From mobilizing and ultimately helping to deliver votes from all of Oregon’s Democratic Congressional delegation for the American Rescue Plan, the Bipartisan Infrastructure Package, and harnessing the power of our movement to ensure our Democratic House delegation voted to pass the PRO Act and the Build Back Better Act, Oregon workers are on the move and engaged locally and in our nation’s capital at this historic moment. Now, with only weeks left in 2021 we are laser focused on supporting Senator Wyden and Merkley and ensuring the U.S. Senate finishes the job by passing the Build Back Better Act – a once in a lifetime opportunity to invest in working Americans and make the most significant pro-worker improvements to the NLRA since the bill was originally passed in 1935. 
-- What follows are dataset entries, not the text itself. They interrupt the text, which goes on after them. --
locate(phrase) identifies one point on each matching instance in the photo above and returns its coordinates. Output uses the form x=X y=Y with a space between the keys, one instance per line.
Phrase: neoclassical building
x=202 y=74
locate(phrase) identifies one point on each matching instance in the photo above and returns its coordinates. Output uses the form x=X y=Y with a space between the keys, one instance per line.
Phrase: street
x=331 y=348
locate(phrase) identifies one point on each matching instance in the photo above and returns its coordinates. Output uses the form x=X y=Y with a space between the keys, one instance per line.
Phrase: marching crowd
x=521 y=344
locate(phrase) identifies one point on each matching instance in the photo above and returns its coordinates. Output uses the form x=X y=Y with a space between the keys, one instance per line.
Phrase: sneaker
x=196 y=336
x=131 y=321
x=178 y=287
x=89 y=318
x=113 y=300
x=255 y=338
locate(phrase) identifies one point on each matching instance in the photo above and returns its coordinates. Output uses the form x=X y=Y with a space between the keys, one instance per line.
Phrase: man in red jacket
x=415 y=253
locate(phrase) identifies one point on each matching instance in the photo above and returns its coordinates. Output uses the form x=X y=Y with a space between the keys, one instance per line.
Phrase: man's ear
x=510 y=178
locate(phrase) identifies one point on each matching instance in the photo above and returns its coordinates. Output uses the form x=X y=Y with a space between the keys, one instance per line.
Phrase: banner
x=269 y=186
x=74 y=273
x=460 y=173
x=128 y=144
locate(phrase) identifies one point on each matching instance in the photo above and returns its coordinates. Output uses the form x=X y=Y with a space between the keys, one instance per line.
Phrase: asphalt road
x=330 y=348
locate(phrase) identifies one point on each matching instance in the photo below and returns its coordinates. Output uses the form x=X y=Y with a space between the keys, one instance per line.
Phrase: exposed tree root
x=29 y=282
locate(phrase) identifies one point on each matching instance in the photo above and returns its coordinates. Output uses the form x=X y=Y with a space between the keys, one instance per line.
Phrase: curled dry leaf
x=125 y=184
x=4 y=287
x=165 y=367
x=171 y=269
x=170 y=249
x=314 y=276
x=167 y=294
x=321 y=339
Strikes and collective action are spreading like wildfire, and workers are just getting started. It is our time to meet this moment, to give any worker dreaming of a better life the transformational opportunity to hold a union card, and to showcase innovation within our movement as the economy and the challenges facing workers change. This is our time. The opportunities before us are historic and significant. Now it’s up to us, Oregon’s Labor Movement, to seize them.


The Oregon AFL-CIO is a 138,000-member-strong federation of labor unions.